While her husband has bigger issues on his plate these days, Michelle Obama struggles even within the Democratic Party to rally support for her “pet project,” better known as the ‘Let’s Move’ campaign, spearheaded in the aim of stemming rising rates of childhood obesity.

Speaking on the topic, Obama has said “in the end, as First Lady, this isn’t just a policy issue for me. This is a passion. This is my mission. I am determined to work with folks across this country to change the way a generation of kids thinks about food and nutrition.”

In her campaign to change the health of American kids, Obama saw Senate approval for her Child Nutrition Bill this past August, a measure that focuses on getting “junk food” out of the nation’s schools while simultaneously allocating $4.5 billion to be disbursed over the next decade for the purpose of improving child nutrition, particularly through ensuring that national meal programs provide healthier options.

What’s the big deal, then, with working to improve the health of the nation’s youth?

As articulated by opponents of the Bill, their qualms are not with the measure itself, but rather in how Obama and its other proponents plan to provide funding for the Bill; particularly, by cutting future rises in food stamp benefits.

Supporters of the Bill in turn maintain that alternative financing for the food stamp program can be found, as indicated by Obama’s pledge to identify the source of such monies before the cutbacks would go into effect in 2013.

Yet other opponents of the Bill criticize its approach, and argue that the Bill and other “anti-obesity” measures of the First Lady et al. will serve only to reinforce and justify “fat hatred.”

Whether or not you believe that obesity and its “remedy”—weight loss—is a matter of willpower, it is not difficult to imagine the trajectory of thinking that elementary school students will make, armed with their newfound understanding that fat is to be limited and activity maximized. Kids can be harsh, and it is not unreasonable to imagine that, in the absence of some preventative teaching that campaigning against the negative health consequences associated with obesity is not the same as campaigning against obese individuals (or is it?), bullying of overweight children will become even more of an issue.
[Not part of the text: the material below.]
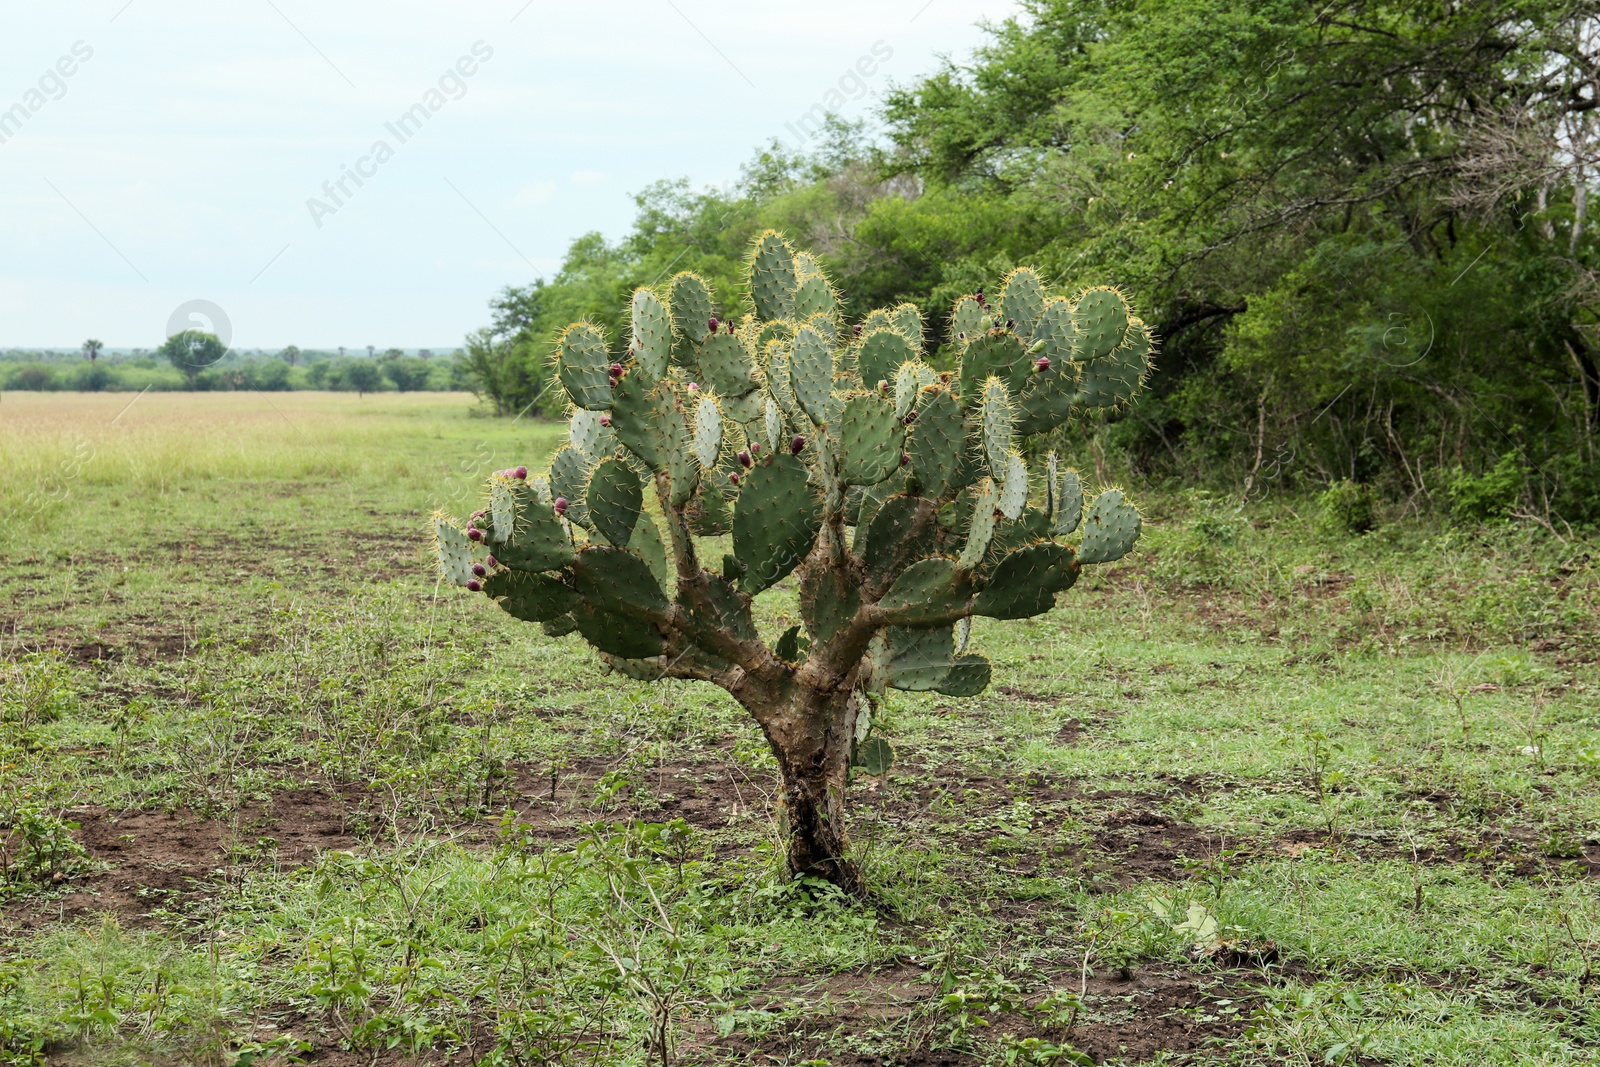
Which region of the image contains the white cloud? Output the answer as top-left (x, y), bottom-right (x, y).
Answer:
top-left (512, 180), bottom-right (557, 207)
All told, what is Michelle Obama to do in the face of such criticism? Is there hope for the success of her campaign and of the Bill?

Yes, I believe, if Obama is to do two things. One, the overarching campaign targeted against obesity must be reframed as a campaign to improve the health of the American people. Adults and not just children are notoriously bad as distinguishing between a movement against an outcome and the people who experience that outcome, and her work will be more successful if those Americans for whom weight is a struggle can get behind the movement without fear of ridicule or exile.

Second, Obama must find a succinct means of financing her Bill, and stat. In this Lame Duck Congress, time is of the essence, and Obama cannot afford to let her hard work go to rot as its passage continues to be delayed.

In the interim, Obama continues her efforts to curb rising rates of obesity, one step, and one lettuce leaf, at a time.